ボードレールは、人間を『退屈』に住む『悪』だと思っていたようです。『悪』を詠えば、人間の本質に迫れました。 『悪』はまた、衝動的で扇動的で曖昧でした。 衝動的で扇動的で曖昧なものは、おもしろおかしく好き勝手に扱えました。 『悪』は、『滑稽』にも『美』にも『神』にさえなれました。 こうして人間は、『滑稽』や『美』や『神』に変えられました。 ボードレールのやったことは、それだけのことです。では、ボードレールの言葉遊びに浸りましょう。文中、極めて不道徳で不適切な単語や表現が使用されています。
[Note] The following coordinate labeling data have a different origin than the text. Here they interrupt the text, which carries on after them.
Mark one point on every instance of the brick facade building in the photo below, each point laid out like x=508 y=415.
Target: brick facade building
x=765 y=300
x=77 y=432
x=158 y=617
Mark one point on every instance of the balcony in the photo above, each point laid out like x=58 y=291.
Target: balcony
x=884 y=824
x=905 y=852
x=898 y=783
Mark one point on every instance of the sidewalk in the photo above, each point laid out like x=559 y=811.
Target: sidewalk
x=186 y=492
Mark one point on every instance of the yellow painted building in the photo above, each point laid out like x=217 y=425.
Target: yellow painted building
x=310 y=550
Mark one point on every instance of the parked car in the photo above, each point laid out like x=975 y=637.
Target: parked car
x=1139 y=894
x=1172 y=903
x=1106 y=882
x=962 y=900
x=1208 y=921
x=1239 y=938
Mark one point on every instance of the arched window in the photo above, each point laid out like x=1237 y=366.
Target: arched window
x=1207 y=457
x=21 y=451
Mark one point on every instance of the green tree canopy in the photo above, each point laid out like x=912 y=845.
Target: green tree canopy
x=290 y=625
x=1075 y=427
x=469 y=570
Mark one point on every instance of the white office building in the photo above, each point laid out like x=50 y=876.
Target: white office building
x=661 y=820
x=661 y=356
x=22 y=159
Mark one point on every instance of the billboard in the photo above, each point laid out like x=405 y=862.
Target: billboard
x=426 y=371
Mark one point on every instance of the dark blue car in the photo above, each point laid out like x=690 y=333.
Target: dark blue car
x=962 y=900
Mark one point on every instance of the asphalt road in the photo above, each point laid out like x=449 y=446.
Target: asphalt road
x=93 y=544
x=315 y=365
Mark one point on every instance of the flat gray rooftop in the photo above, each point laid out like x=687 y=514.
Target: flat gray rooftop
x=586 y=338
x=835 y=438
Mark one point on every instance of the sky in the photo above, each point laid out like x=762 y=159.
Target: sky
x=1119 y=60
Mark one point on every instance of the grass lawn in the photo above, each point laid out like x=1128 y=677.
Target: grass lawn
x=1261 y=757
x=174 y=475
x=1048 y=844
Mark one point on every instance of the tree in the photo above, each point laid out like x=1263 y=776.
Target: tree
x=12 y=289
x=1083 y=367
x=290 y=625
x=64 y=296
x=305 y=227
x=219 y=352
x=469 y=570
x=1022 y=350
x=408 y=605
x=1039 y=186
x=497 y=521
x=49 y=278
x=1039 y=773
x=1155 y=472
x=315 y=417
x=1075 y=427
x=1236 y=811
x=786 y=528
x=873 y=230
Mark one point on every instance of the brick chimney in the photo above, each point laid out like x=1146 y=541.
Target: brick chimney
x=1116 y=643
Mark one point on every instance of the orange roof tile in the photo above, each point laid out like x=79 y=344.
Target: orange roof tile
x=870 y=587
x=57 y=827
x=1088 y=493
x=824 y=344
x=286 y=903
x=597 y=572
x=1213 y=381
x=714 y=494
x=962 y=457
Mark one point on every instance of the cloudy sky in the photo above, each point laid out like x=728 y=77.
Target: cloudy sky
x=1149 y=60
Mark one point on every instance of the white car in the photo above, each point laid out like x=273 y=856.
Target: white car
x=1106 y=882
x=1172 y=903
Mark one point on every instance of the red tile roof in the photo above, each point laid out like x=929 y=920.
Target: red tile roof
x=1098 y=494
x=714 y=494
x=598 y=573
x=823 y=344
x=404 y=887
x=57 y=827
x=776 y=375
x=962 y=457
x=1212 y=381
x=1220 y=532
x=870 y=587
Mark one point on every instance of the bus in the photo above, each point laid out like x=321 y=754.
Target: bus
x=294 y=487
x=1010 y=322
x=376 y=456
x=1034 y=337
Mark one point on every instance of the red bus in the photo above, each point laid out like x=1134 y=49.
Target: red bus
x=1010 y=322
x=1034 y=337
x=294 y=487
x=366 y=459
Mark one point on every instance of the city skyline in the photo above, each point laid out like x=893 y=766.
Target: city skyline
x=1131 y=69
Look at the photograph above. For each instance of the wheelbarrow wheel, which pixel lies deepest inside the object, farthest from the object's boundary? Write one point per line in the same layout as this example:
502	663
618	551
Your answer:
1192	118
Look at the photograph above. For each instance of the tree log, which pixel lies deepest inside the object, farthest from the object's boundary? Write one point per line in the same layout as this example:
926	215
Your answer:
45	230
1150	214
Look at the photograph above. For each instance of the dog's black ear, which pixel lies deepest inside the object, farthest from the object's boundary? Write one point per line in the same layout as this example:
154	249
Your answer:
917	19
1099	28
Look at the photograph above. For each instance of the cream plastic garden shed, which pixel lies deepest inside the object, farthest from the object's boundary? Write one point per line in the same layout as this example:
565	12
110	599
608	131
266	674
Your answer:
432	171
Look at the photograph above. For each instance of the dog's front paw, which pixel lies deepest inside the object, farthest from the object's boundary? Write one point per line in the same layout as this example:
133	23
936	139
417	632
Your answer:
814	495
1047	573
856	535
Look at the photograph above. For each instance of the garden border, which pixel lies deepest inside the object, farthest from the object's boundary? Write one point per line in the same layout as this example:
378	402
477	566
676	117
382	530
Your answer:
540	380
予めご了承ください。

33 後悔

黒い大理石の墓石の下、暗黒の中に、

アンタが眠りにつくとき。

住処とかベッドとか、よく人が口にするものが、

雨の染み入る穴倉となったとき、

 

石の重みが、アンタのやわな脇腹と、

怯える胸を圧迫し、

心臓の鼓動も、希望を抱くことも許されず、

そして、その男を追いかける足も、動かなくさせる。

 

墓は、オレの夢を聞いてくれる相棒だ。

(なぜなら、墓は詩人の言葉を理解できるからな……)

眠れない、夜のまにまに、

   

オレはアンタに言っておきたい。「中途半端な淫売さんよ。

死者たちが泣く理由を、理解できないからって、それが何なんだよぉ」

———そんなことより、後悔が、蛆虫のようにアンタの肉を噛んでいるぜ。